Mijn zoon is sinds enige tijd geobsedeerd door voetbal. Hij begrijpt er nog weinig van, maar dat houdt ‘m niet tegen er volkomen door bezeten te zijn. Hij is vier. Het enige wat hij van het spelletje snapt is dat je tegen een bal aan moet trappen en de bal in een doel moet zien te jagen.
Hij noemt een doel overigens een doelpunt. Je moet de bal in een doelpunt zien te krijgen dus. Hij weet ook dat de keeper de bal met z’n handen mag aanraken. Een vliegende keep (of vliegkeep, zoals hij het noemt) mag dat dan weer niet. Hij weet ook dat je een gele kaart kan krijgen. En een rode. Dat je slidings kan maken (is ie overigens vrij goed in, hij is zelfs nooit te beroerd om volle slidings op onze houten vloer te maken). Hij weet dat er een coach is. En een scheids. Hij weet dat er verschillende clubs zijn. Maar wat dat precies inhoudt, is hem nog volstrekt onduidelijk. Zo denkt hij dat zijn oom, die Ajacied is, zo nu en dan met Ajax meespeelt.
De voetballiefde is aangewakkerd door de zevenjarige broer van een klasgenootje. De ouders van dat klasgenootje probeerden hun jongste zoon al eerder warm te maken voor de voetballerij, maar die had daar geen zin in. Dus probeerden ze het via mijn zoon te spelen. En dat lukte. Nu zitten ze allebei op voetbal. Waarbij moet gezegd dat de interesse van mijn zoon vele malen groter is dan die van zijn klasgenootje.
Meer nog dan door het spelletje is mijn zoon geobsedeerd door de juiste kleding. Daar begint het toch mee. Sinds zijn eerste les, een week of drie geleden, zeurt hij ons de oren van het hoofd over voetbalschoenen. Afgelopen woensdag hoorde hij voor het eerst over het bestaan van scheenbeschermers, wil ie nu ook.

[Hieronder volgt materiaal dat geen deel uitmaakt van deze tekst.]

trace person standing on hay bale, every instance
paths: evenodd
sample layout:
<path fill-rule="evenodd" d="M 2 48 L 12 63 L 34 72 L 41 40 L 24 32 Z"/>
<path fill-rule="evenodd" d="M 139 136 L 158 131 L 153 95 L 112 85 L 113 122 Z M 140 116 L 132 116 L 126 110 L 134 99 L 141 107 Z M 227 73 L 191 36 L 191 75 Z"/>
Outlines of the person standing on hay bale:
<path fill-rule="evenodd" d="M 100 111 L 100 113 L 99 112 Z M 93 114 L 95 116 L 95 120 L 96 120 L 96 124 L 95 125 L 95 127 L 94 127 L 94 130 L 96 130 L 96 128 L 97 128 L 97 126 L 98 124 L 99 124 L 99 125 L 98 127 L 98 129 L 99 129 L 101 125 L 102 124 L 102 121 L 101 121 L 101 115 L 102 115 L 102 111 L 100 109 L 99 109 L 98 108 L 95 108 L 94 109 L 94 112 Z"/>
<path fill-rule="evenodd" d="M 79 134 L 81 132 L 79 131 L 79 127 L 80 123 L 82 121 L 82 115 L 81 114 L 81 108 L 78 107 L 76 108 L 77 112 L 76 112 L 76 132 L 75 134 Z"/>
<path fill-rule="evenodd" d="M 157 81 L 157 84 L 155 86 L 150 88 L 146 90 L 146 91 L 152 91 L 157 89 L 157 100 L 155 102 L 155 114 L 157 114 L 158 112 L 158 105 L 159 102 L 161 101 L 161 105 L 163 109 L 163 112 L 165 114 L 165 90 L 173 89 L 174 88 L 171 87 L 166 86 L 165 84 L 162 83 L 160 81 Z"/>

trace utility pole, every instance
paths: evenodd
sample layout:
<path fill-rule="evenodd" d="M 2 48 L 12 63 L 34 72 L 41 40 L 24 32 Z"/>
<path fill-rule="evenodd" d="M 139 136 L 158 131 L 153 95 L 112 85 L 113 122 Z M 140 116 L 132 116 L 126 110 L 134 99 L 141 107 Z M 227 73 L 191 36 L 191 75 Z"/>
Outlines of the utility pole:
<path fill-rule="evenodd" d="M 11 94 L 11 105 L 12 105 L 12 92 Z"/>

Tijdens het vorige EK heeft hij van zijn opa een Nederlands Elftal-T-shirt gekregen met zijn naam achterop. Dat T-shirt zit ‘m nu pas als gegoten, dus dat komt goed uit. Het liefst zou hij het nooit meer uit doen. Omdat het koud is draagt hij er momenteel een trui onder. Blauw-wit gestreept, net als de kloffies van PEC Zwolle. Hij voetbalt bij B Quick (u zou het ‘m moeten horen uitspreken: “Biiieeee Kwik”), waarvan de velden in de slagschaduw van het PEC-stadion liggen. Onder dat T-shirt met die trui draagt hij een korte broek. Omdat hij wil dat mensen zijn korte broek goed zien, steekt hij shirt met trui en al in zijn korte broek, op zo’n wijze dat de korte broek tot boven zijn navel komt. Nu is het buiten koud: hij moet van ons onder zijn korte broek een zwarte maillot dragen. Liever doet hij twee van mijn sokken aan. Die ik dan weer moet omslaan, zodat ze tot net onder zijn knieën komen. Hij ziet er niet uit, maar zelf vindt hij het uitermate cool. En eigenlijk is het dat ook wel.

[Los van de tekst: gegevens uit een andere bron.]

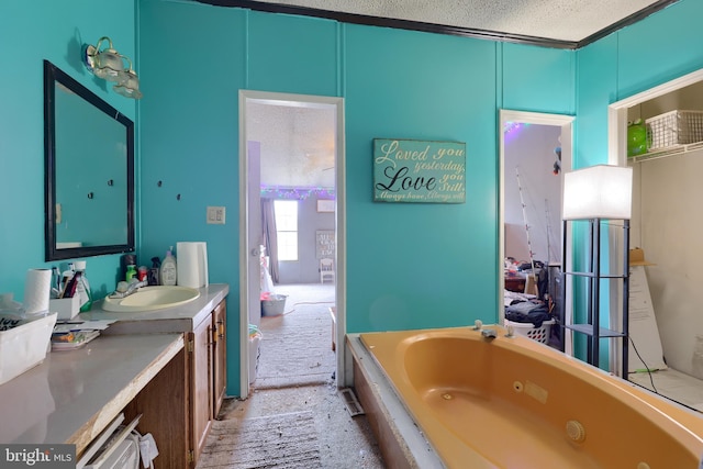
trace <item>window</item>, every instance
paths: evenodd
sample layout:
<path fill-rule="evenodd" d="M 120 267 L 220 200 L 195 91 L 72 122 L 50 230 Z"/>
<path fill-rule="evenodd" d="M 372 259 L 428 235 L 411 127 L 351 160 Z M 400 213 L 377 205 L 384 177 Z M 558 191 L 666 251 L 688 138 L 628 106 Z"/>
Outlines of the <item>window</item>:
<path fill-rule="evenodd" d="M 298 201 L 274 201 L 278 260 L 298 260 Z"/>

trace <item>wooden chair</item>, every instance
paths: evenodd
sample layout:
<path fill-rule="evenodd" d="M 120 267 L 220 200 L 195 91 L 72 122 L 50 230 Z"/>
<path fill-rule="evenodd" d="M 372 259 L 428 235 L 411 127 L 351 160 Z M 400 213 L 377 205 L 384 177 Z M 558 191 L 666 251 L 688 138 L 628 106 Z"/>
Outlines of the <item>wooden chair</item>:
<path fill-rule="evenodd" d="M 324 283 L 326 277 L 330 277 L 334 283 L 334 259 L 320 259 L 320 283 Z"/>

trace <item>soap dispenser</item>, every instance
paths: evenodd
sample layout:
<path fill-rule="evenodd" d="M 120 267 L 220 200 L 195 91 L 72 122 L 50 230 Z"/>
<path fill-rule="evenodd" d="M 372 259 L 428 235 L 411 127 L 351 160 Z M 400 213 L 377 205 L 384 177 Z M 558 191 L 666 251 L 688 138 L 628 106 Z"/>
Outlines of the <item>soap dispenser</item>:
<path fill-rule="evenodd" d="M 161 284 L 175 286 L 177 280 L 176 270 L 176 257 L 172 254 L 174 247 L 171 246 L 166 252 L 166 257 L 161 263 L 161 269 L 159 271 L 159 279 Z"/>

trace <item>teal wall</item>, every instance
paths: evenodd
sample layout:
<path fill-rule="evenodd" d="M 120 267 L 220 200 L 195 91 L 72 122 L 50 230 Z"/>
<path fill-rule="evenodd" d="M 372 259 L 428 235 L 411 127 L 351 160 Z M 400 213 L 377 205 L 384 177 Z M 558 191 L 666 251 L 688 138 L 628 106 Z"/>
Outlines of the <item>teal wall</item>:
<path fill-rule="evenodd" d="M 13 292 L 15 300 L 22 300 L 27 269 L 66 265 L 44 261 L 43 60 L 134 121 L 136 103 L 90 75 L 80 49 L 108 35 L 135 59 L 135 0 L 0 2 L 0 292 Z M 119 256 L 87 261 L 91 287 L 114 290 Z"/>
<path fill-rule="evenodd" d="M 140 260 L 208 242 L 210 279 L 231 288 L 230 394 L 239 389 L 239 89 L 345 98 L 348 331 L 361 332 L 495 321 L 499 109 L 576 113 L 577 166 L 602 163 L 609 103 L 703 66 L 698 0 L 578 52 L 175 0 L 104 5 L 111 14 L 89 0 L 0 2 L 0 58 L 13 67 L 0 76 L 11 90 L 0 107 L 0 291 L 21 298 L 24 270 L 45 266 L 47 58 L 137 122 Z M 82 68 L 81 43 L 101 35 L 135 59 L 140 102 Z M 375 137 L 466 142 L 467 203 L 373 203 Z M 227 224 L 207 225 L 208 205 L 226 206 Z M 114 288 L 118 267 L 119 256 L 89 258 L 91 284 Z"/>
<path fill-rule="evenodd" d="M 138 32 L 141 256 L 208 242 L 211 281 L 230 284 L 230 393 L 239 89 L 345 99 L 348 332 L 496 320 L 498 110 L 573 113 L 574 52 L 157 0 Z M 467 203 L 373 203 L 376 137 L 466 142 Z M 227 224 L 207 225 L 208 205 Z"/>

Momenteel probeert hij zijn buurtvriendjes te mobiliseren ook op voetbal te gaan. Het vraagstuk van de juiste outfit helpt hem daarbij. Doe iemand het juiste uniform aan en hij is al voor de helft om. Vanmiddag liep er ineens een buurjongetje in z’n onderbroek door ons huis. Hij had twee van mijn (gebruikte) sokken aan.